CVE-2023-51385: OpenSSH OS command injection vulnerability

Details have emerged about a now-patched security vulnerability in OpenSSH that could be potentially exploited to run arbitrary commands remotely on compromised hosts under specific conditions.

The vulnerability is tracked under the CVE identifier CVE-2023-51385 (CVSS score: 9.8). It impacts all versions of OpenSSH before 9.6p1.

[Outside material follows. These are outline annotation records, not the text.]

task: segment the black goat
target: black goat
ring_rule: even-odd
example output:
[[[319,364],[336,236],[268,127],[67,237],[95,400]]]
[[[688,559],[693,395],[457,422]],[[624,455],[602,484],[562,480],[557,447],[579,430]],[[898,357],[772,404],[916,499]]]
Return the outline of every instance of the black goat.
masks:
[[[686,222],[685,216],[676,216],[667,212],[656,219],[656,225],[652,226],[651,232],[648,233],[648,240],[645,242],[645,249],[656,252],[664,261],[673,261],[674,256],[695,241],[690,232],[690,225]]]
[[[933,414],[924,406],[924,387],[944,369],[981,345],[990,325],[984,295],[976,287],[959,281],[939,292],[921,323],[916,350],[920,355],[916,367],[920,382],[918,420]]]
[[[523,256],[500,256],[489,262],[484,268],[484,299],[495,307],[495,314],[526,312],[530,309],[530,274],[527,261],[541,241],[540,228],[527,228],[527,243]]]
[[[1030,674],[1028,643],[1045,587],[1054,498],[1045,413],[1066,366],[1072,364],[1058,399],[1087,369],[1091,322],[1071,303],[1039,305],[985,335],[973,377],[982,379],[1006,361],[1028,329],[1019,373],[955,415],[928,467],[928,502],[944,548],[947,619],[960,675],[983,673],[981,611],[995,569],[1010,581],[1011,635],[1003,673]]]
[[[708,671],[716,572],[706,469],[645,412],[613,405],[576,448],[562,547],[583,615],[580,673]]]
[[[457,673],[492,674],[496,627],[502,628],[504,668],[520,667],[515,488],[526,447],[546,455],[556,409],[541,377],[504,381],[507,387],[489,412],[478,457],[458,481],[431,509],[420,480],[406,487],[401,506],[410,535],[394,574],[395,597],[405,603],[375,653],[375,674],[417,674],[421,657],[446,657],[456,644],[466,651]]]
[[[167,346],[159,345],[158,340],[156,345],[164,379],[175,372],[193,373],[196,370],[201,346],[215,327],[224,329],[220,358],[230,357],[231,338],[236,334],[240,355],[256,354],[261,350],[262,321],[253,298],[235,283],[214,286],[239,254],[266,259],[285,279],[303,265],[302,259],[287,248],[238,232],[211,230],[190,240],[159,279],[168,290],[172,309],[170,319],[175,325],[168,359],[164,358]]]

Also, with the same conditions, libssh before 0.10.6 or before 0.9.8 are vulnerable. This flaw is tracked as CVE-2023-6004 (CVSS 3.9). “Using the ProxyCommand or the ProxyJump feature enables users to exploit unchecked hostname syntax on the client, which enables to inject malicious code into the command of the above-mentioned features through the hostname parameter,” read the security advisory.

“SSH’s ProxyCommand is a feature quite widely used to proxy ssh connections by allowing to specify custom commands to be used to connect to the server. Arguments to this directive may contain tokens like %h, %u which refer to hostname and username respectively,” Vin01 research wrote in an analysis.

“When coming from untrusted sources, a hostname can be malicious and look something like `malicious-command` (backticks would allow a command to be executed in shell).”

OpenSSH is a suite of secure networking utilities based on the Secure Shell protocol, which provides a secure channel over an unsecured network in a client–server architecture.

Successful exploitation requires a user name or hostname that has shell metacharacters, and this name is referenced by an expansion token in certain situations.

The security researcher was able to devise a successful proof-of-concept (PoC) with a simple command to pop a calculator on OS X:

git clone https://github.com/vin01/poc-proxycommand-vulnerable –recurse-submodules

It is strongly advised that users of OpenSSH update to the most recent version (OpenSSH 9.6p1, libssh 0.10.6, and 0.9.8) to safeguard against potential cyber threats.